No jornal alternativo de esquerda Novos Rumos, em Parnaíba, temos a crítica feita a
esta visita que mobilizou a elite local, conforme fotos diversas a que tivemos acesso, e, ainda,
as denúncia das obras super faturadas, entre elas a inauguração do Aeroporto de Parnaíba, de
alguns monumentos que ainda hoje rememoram uma amarga lembrança histórica da cidade
durante os anos de chumbo, de uma escola, de estradas e de uma ponte, entre outras obras.

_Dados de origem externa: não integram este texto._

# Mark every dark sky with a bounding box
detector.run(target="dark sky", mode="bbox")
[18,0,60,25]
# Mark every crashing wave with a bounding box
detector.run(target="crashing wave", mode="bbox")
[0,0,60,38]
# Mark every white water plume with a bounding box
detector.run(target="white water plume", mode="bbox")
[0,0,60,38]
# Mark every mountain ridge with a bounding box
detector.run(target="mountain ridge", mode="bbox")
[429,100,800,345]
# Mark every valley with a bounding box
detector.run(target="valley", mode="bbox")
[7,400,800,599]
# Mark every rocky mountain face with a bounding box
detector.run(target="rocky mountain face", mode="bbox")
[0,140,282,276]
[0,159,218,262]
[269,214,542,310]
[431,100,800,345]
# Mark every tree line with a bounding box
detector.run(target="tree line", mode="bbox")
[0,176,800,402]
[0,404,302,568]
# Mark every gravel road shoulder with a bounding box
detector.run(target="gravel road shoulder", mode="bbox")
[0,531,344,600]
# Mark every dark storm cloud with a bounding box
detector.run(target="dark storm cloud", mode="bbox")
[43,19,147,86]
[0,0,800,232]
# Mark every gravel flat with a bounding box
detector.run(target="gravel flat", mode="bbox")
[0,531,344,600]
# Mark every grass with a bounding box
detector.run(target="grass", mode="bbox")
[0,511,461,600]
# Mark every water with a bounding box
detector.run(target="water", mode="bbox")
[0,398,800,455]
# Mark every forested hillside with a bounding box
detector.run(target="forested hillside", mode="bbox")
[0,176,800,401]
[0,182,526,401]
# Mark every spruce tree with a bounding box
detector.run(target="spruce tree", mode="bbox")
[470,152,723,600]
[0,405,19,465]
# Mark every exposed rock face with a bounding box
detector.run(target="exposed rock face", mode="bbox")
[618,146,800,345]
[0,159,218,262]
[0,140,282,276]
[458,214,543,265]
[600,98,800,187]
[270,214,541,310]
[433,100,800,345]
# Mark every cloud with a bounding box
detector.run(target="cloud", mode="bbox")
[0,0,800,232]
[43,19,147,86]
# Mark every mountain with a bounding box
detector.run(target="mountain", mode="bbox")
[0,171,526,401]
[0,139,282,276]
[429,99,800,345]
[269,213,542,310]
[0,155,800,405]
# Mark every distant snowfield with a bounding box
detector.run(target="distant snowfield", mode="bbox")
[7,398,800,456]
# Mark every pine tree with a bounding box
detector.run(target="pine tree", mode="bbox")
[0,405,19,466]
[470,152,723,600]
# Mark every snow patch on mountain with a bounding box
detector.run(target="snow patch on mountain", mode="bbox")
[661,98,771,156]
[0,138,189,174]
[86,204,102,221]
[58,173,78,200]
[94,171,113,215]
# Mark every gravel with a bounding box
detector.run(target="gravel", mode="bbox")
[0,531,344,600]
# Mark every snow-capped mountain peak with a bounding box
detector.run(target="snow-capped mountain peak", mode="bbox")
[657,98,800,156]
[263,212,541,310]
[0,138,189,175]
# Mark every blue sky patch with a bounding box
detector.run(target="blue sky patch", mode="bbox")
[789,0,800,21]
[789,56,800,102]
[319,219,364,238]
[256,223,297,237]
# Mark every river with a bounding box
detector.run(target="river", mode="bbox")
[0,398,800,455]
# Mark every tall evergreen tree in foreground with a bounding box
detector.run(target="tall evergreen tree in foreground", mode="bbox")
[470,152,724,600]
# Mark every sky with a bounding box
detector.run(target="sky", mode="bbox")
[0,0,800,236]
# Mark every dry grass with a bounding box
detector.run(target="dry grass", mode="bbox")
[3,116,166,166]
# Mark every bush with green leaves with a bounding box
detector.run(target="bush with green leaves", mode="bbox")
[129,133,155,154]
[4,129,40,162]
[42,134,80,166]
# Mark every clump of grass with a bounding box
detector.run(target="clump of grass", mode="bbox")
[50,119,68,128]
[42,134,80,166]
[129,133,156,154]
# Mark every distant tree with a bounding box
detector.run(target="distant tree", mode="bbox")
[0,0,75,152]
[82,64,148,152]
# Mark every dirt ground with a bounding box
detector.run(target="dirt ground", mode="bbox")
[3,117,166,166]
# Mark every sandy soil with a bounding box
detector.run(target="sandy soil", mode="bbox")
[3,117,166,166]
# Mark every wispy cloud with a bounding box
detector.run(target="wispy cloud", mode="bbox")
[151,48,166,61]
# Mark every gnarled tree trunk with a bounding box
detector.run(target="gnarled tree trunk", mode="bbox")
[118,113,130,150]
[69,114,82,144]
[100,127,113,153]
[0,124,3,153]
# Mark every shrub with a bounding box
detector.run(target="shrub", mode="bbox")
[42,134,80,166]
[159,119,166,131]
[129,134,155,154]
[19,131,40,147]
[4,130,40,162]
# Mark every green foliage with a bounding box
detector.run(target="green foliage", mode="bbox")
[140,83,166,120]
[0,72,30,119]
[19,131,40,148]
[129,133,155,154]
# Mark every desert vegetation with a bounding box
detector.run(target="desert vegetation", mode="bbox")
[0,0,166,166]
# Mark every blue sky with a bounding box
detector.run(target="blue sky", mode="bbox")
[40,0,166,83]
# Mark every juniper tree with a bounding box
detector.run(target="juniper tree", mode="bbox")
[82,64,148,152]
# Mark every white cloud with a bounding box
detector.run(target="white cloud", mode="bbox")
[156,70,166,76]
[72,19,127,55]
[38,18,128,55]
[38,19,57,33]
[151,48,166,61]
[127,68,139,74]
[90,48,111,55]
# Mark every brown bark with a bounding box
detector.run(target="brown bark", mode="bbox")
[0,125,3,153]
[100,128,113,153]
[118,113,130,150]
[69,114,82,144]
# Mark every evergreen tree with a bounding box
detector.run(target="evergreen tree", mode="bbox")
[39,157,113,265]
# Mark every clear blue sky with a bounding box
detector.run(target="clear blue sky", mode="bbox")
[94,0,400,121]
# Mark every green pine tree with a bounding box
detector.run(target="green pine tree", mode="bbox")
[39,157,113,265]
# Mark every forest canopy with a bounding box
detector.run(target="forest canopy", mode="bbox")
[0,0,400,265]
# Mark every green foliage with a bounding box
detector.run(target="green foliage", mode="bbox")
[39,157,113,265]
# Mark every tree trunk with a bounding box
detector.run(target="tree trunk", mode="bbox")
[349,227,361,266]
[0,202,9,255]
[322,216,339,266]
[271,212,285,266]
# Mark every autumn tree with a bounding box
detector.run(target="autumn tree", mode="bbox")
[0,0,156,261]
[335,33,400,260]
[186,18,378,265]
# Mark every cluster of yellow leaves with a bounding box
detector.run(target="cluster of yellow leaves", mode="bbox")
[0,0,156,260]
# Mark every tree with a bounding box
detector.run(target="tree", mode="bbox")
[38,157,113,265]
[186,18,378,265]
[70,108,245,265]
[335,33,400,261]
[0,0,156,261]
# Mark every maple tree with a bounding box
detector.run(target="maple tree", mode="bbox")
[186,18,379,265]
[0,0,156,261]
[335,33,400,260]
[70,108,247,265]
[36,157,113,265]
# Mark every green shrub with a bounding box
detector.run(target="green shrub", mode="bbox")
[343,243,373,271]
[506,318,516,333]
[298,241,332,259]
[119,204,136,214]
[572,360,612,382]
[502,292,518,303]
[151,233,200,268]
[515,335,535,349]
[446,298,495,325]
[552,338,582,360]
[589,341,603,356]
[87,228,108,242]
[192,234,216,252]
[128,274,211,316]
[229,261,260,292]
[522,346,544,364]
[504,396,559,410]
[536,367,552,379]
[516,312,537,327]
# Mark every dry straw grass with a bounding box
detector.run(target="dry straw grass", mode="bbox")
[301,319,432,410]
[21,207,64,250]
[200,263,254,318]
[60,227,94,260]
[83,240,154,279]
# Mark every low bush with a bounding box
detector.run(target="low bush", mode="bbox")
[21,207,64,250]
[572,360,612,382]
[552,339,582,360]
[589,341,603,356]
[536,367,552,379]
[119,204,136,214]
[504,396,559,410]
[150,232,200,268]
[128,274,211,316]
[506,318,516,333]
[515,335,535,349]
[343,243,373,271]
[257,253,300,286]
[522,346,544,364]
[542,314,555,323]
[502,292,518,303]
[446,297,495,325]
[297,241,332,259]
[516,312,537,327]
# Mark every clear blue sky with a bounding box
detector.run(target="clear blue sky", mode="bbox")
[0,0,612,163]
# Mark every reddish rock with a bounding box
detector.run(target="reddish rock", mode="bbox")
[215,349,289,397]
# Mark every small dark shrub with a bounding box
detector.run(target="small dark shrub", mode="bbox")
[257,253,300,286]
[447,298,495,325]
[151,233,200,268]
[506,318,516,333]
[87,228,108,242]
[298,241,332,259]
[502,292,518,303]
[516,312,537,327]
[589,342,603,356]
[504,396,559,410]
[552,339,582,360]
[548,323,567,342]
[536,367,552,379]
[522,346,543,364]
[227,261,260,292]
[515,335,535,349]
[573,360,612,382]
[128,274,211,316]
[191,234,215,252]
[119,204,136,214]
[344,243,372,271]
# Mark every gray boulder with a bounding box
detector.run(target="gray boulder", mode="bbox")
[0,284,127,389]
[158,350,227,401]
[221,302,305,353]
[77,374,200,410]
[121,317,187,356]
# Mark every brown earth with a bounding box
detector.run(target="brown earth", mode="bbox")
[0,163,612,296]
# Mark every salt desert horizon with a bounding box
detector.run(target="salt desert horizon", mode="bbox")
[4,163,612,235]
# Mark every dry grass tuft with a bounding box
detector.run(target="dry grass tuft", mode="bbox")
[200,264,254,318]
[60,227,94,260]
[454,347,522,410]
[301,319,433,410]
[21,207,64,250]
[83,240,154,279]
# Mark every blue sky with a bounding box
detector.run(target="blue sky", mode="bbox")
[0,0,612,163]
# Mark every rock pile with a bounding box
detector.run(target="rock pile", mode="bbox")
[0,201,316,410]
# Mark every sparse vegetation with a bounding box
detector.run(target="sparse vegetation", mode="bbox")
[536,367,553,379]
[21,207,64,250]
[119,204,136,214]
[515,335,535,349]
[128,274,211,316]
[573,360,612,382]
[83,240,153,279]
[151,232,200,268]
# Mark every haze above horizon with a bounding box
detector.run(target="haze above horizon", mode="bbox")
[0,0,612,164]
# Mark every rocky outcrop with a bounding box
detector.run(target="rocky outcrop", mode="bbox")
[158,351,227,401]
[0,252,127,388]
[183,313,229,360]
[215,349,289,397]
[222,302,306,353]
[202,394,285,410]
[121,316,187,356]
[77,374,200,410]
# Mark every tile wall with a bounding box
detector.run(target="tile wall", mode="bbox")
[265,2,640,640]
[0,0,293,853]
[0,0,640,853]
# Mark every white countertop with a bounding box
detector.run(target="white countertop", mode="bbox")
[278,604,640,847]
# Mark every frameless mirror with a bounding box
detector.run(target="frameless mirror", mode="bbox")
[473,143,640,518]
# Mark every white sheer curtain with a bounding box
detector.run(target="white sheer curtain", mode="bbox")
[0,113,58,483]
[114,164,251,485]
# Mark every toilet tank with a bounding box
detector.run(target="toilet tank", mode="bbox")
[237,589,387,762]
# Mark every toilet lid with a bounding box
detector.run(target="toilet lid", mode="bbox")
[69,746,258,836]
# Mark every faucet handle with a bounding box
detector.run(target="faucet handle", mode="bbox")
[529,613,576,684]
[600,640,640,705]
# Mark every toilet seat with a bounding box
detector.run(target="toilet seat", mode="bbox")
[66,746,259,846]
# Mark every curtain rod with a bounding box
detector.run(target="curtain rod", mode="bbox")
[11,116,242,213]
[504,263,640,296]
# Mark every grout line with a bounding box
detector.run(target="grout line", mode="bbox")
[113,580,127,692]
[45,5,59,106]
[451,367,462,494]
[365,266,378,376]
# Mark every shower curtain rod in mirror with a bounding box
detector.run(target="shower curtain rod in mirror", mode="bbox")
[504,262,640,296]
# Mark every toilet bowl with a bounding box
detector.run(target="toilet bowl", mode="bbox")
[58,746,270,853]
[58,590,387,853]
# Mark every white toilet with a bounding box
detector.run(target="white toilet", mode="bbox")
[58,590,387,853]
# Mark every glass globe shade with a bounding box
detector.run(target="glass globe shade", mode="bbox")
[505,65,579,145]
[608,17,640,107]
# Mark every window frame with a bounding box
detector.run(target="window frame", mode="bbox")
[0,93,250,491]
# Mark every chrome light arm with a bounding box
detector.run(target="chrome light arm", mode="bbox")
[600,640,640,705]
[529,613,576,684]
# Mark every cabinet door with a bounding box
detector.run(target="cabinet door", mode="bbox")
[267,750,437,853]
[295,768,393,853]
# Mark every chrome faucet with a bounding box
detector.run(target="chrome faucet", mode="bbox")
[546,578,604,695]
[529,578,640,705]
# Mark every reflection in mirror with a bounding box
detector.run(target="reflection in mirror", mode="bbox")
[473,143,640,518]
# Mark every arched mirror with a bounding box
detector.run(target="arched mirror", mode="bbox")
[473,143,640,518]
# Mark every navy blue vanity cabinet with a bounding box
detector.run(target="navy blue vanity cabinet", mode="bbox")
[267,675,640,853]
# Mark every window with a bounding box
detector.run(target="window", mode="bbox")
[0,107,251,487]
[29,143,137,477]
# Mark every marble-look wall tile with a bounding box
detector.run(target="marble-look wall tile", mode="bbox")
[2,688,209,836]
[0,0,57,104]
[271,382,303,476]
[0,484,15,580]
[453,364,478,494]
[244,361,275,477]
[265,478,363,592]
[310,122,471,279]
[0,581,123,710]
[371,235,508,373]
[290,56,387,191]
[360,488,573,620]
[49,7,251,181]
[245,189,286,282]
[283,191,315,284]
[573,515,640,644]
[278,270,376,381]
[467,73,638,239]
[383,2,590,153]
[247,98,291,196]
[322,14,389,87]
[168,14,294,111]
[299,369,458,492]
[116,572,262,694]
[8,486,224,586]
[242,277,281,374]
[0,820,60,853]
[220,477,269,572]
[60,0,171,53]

Restam evidentes, ante a esta análise dos jornais piauienses como instrumento da
divulgação da ideologia da ditadura civil-militar, os perigos da pesquisa em história, tendo
em vista que as evidências nem sempre enunciam uma verdade histórica; ao contrário, podem
até “esconder” algo, pois nenhuma fonte passada, presente ou futuro é neutra, carregando em
si os interesses em enunciar uma memória-histórica hegemônica, que, articulada com os
“donos” de jornais, manipulam a existência da diversidade humana. Isto obstrui a
possibilidades de Outras Histórias (HOBSBAWM, 1988), talvez o medo de outras possíveis
versões que venham, quem sabe, (des)construir os monumentos de origem da ditadura civil-
militar no pós-1964.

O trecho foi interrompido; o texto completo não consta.